Para salir a la noche trato de apelar a las opciones Glttbi, pero no siempre es sencillo. Qué curioso: en nombre de la diversidad, emerge una fiesta exclusiva para chicas. ¿Acaso si quisiera conocer chicas dentro de mi-propia-comunidad debería ser mujer? Hay un número de teléfono para anotarse en una lista y no pagar entrada, aprovecho el contacto para aclarar los términos. El diálogo vía mensaje de texto respeta la siguiente secuencia:

–Hola, soy transgénero, sé que esas fiestas son Glttbi, ¿puedo anotarme en la lista?

–Dale.

–Gracias. Si me piden el DNI, ¿tengo que usar mi nombre legal? Mi nombre de género es Blas.

–Oka. Te pongo como Blas cuánto...

–Blas @@@, te doy también mi número de DNI, por las dudas: @@@. Muchas gracias.

¿Por qué no me extraña llegar a la puerta del boliche y que me digan que mi nombre no está en la lista? Es una casa antigua y pintoresca, cerca de la plaza de los galgos rusos. Es temprano y no hay mucha gente aún. La cerveza está carísima, pero adentro hace calor y tengo sed, así que me acerco a la barra. Cruzo dos palabras con Juan Pablo y Mariano, cuentan monedas para comprar un trago. A nadie se le ocurre pensar que son chicas... pienso cuán equivocado estuve y me deshago de mis prejuicios.

Alguien que no conozco me ofrece presentarme a una de sus amigas, y le anticipo que soy un hombre. Llega otra que me explica que está borracha y me hace un chiste, me limito a dar las mismas indicaciones y las escucho conversar. “¡Me dice que es un hombre!”, exclama incrédula, sospechando que yo puedo ser parte de alguna alucinación provocada por el fernet. Cortito y al pie, la réplica: “Es transgénero”, pareciera ser una mano que se extiende y alcanza la pieza clave para introducir la cordura dentro del caos.

Se da vuelta como puede, es cierto que está borracha, me pide que no la vuelva loca al tiempo que trata de definir qué forma tengo debajo de la camisa. Me toca y se ríe. “No, no me vas a volver loca”, asegura por última vez antes de que abandone el lugar.
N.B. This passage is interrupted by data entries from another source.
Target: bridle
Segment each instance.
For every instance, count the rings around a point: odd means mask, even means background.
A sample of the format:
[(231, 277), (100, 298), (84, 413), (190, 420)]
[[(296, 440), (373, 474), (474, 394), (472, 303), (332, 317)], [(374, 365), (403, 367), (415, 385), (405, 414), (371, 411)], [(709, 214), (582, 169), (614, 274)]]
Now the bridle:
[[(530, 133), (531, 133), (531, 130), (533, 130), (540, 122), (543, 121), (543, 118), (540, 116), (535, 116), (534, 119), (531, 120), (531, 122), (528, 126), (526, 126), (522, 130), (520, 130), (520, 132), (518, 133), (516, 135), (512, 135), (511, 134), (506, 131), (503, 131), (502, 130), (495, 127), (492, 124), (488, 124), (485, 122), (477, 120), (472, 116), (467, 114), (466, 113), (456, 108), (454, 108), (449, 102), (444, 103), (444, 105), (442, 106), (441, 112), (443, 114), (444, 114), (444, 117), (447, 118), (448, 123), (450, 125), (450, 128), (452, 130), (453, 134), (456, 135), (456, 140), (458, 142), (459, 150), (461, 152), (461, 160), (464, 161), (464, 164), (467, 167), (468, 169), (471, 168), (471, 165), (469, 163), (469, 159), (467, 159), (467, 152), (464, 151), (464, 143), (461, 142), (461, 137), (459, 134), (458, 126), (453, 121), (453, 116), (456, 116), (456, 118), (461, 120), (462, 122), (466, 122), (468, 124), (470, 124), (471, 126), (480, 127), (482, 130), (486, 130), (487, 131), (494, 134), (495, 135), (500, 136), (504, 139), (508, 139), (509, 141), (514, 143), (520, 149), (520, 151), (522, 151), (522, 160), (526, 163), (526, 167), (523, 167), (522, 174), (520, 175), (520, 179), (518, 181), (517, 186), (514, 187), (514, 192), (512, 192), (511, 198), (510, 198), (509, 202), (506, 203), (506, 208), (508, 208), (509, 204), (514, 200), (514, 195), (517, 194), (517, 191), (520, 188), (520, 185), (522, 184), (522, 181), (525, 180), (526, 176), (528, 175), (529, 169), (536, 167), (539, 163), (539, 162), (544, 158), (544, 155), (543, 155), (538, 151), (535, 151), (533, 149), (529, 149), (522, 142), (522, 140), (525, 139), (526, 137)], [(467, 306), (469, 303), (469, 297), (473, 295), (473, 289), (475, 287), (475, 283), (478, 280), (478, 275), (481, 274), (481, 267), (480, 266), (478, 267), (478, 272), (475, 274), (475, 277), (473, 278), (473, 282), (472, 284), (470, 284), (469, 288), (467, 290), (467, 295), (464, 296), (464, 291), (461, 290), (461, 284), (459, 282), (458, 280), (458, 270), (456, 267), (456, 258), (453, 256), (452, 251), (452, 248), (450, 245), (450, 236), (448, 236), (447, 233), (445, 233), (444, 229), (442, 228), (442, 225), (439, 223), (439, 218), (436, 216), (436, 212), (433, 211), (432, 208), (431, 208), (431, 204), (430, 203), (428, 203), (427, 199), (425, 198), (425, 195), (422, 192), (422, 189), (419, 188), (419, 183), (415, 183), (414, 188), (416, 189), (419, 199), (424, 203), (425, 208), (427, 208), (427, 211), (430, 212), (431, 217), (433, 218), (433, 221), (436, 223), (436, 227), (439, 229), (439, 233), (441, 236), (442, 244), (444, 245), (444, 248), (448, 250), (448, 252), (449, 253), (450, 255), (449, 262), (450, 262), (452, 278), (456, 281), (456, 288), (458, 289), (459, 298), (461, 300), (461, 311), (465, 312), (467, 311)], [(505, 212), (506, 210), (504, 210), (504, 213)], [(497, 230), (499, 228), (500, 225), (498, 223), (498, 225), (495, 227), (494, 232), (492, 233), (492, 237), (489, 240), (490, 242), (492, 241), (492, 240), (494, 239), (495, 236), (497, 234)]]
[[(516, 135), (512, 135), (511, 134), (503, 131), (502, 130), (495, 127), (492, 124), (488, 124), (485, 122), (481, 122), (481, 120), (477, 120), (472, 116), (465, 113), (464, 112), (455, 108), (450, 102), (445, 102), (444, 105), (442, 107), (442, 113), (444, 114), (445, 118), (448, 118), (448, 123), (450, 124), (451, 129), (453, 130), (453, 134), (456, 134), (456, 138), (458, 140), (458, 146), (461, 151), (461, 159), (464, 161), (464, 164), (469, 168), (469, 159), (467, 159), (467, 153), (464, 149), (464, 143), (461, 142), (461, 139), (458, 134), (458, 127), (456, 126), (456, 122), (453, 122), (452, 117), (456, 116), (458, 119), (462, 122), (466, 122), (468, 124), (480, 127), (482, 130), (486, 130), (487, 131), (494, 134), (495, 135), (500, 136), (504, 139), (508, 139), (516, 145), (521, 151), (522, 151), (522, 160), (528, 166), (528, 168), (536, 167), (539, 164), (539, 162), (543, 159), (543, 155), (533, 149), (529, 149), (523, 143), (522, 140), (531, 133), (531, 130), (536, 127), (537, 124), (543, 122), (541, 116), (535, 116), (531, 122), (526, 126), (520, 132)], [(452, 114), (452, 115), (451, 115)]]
No creo que estas escenas diarias sean mis credenciales de hombre transgénero (qué ridículo pensar en algo semejante), pero son parte de mi rutina como tal. Por eso, solo en mi casa, me pregunto a qué se refieren aquellos que dicen que todos somos trans. Pareciera que ser trans constituye la encarnación del desafío más radical a la heteronormativa del patriarcado, que es un estandarte contracultural abrazado por una revolución universitaria que fantasea con Judith Butler y Beatriz Preciado, que es la vanguardia arrogante y provocadora que se jacta de estar en la cresta de la ola de lo estrafalario y lo glamoroso. Pareciera que ser trans es sinónimo de encabezar una lucha encarnizada por el primer premio del icono performer revelación made in Expo Freak 2009, que es una conducta subversiva que pugna por quebrar el binarismo de género, que es la devoción por una estética ambigua, extravagante, que rompa las reglas de juego y consagre la abolición misma del género y que es un acto de celebración partidaria anticapitalista... Me pregunto, si ser trans es todo eso... ¿entonces yo qué soy?